Way back in 2003, the leaders of the six local unions that work at the Convention Center signed a 21-page Customer Satisfaction Agreement (CSA) dedicated to “creating and maintaining the highest level of customer satisfaction.” In addition to laying out some ground rules for union members’ behavior, the CSA also spells out rules and “rights” for the exhibitors.

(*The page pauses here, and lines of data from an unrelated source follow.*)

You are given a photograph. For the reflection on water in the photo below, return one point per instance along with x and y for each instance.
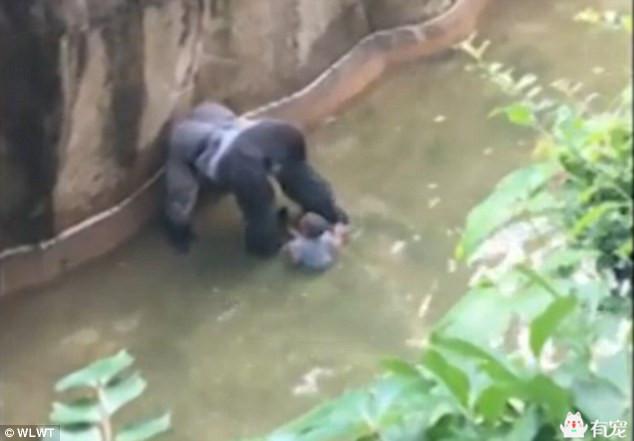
(235, 345)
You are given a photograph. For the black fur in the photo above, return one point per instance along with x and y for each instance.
(268, 148)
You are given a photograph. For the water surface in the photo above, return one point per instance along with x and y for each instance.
(235, 345)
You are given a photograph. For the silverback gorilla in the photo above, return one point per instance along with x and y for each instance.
(212, 145)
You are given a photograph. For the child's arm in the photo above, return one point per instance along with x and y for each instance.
(339, 235)
(291, 249)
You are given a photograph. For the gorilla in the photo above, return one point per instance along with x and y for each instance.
(212, 145)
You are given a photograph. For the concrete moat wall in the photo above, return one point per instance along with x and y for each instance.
(87, 88)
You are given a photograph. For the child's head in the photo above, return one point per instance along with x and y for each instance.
(312, 225)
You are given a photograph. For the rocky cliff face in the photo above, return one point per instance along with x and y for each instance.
(87, 86)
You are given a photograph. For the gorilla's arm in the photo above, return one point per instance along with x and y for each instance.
(182, 192)
(301, 183)
(187, 138)
(255, 195)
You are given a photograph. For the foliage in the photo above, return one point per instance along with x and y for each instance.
(101, 389)
(535, 336)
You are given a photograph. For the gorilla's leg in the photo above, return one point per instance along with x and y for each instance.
(182, 192)
(301, 183)
(255, 195)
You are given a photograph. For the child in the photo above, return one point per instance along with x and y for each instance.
(316, 244)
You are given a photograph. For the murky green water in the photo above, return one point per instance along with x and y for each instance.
(234, 345)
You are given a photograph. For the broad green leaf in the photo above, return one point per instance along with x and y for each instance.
(87, 434)
(491, 403)
(616, 369)
(145, 430)
(98, 373)
(598, 399)
(400, 368)
(543, 326)
(451, 376)
(524, 428)
(591, 217)
(555, 400)
(518, 113)
(80, 412)
(539, 280)
(504, 204)
(495, 368)
(119, 394)
(588, 15)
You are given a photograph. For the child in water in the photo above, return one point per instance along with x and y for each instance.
(315, 245)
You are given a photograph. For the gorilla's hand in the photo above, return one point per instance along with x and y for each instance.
(180, 236)
(302, 184)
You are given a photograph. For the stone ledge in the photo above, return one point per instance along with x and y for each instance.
(31, 266)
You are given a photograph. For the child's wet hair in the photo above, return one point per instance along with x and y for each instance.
(313, 225)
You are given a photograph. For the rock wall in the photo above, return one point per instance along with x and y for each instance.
(88, 87)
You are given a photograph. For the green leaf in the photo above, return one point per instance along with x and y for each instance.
(504, 204)
(555, 400)
(591, 217)
(81, 412)
(84, 434)
(488, 362)
(598, 399)
(518, 113)
(400, 368)
(145, 430)
(452, 377)
(491, 403)
(98, 373)
(539, 280)
(616, 369)
(543, 326)
(524, 428)
(119, 394)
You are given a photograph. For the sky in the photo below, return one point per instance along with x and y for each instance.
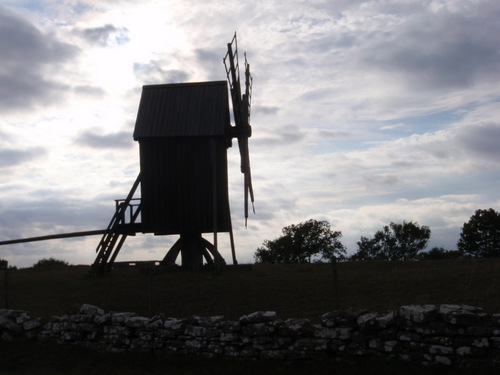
(363, 113)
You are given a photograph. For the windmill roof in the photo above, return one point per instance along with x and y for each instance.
(186, 109)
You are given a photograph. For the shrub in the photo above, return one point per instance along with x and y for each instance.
(49, 263)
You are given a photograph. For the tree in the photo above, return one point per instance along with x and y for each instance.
(480, 236)
(302, 243)
(437, 253)
(394, 242)
(51, 262)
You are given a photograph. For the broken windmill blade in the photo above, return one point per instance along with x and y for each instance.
(183, 131)
(241, 113)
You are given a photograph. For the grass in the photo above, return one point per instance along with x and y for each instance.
(292, 290)
(302, 291)
(35, 359)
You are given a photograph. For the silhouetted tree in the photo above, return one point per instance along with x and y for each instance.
(394, 242)
(302, 243)
(51, 262)
(480, 236)
(437, 253)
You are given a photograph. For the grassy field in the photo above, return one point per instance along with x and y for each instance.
(305, 290)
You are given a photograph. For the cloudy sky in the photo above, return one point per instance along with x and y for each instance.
(363, 113)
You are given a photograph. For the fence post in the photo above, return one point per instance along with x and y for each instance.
(335, 283)
(5, 266)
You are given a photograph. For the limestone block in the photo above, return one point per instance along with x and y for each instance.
(419, 313)
(296, 327)
(376, 320)
(462, 314)
(86, 309)
(259, 317)
(9, 324)
(136, 322)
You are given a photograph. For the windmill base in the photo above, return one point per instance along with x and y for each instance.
(193, 249)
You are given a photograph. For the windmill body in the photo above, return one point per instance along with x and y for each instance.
(184, 131)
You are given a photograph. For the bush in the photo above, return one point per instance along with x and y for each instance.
(437, 253)
(50, 263)
(480, 236)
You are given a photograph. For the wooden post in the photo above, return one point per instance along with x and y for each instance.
(335, 283)
(6, 285)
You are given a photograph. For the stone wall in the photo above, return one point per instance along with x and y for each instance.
(447, 335)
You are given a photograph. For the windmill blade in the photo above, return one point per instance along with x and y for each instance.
(241, 110)
(245, 169)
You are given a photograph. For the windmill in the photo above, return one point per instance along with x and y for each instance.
(241, 113)
(184, 131)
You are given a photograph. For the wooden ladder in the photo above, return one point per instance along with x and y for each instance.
(115, 235)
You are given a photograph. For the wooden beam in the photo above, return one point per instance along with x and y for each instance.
(55, 236)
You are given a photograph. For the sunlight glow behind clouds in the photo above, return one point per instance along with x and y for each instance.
(363, 113)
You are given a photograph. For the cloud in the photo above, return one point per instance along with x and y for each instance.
(118, 140)
(153, 73)
(13, 157)
(29, 58)
(90, 91)
(105, 36)
(437, 50)
(481, 140)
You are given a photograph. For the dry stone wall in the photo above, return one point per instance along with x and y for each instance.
(445, 335)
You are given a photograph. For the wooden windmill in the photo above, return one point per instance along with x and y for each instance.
(184, 131)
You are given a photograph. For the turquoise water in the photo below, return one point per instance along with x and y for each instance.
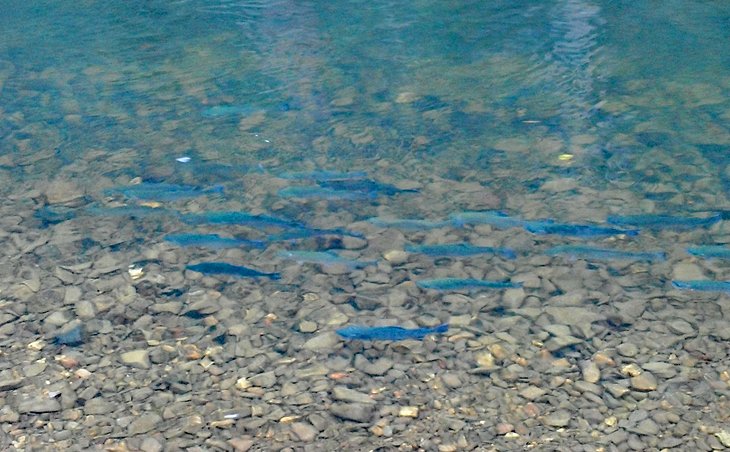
(569, 112)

The Interphex people took issue with a particular clause: Exhibit C, Paragraph E, Subsection 1: An exhibitor “may use hand tools … but not power tools including battery operated tools, or ladders.” So, yeah, no power screwdrivers. Officials of the Convention Center Authority’s board of directors, attempted to accommodate Interphex’s needs by making available a small group of screwdriver-toting union carpenters free of charge. But for the Interphex people, it was more of the principle behind the rule; the show turned its back on Philadelphia, stating that until the antiquated rules in the building changed, they would not return.

The Customer Satisfaction Agreement between the unions and the Convention Center will expire on July 14, 2013. The Convention Center Authority’s Customer Satisfaction Committee are currently mulling over potential changes to the CSA, pending a proposal to the board followed by union negotiations. Until then, Philly is “screwed,” in the eyes of Interphex.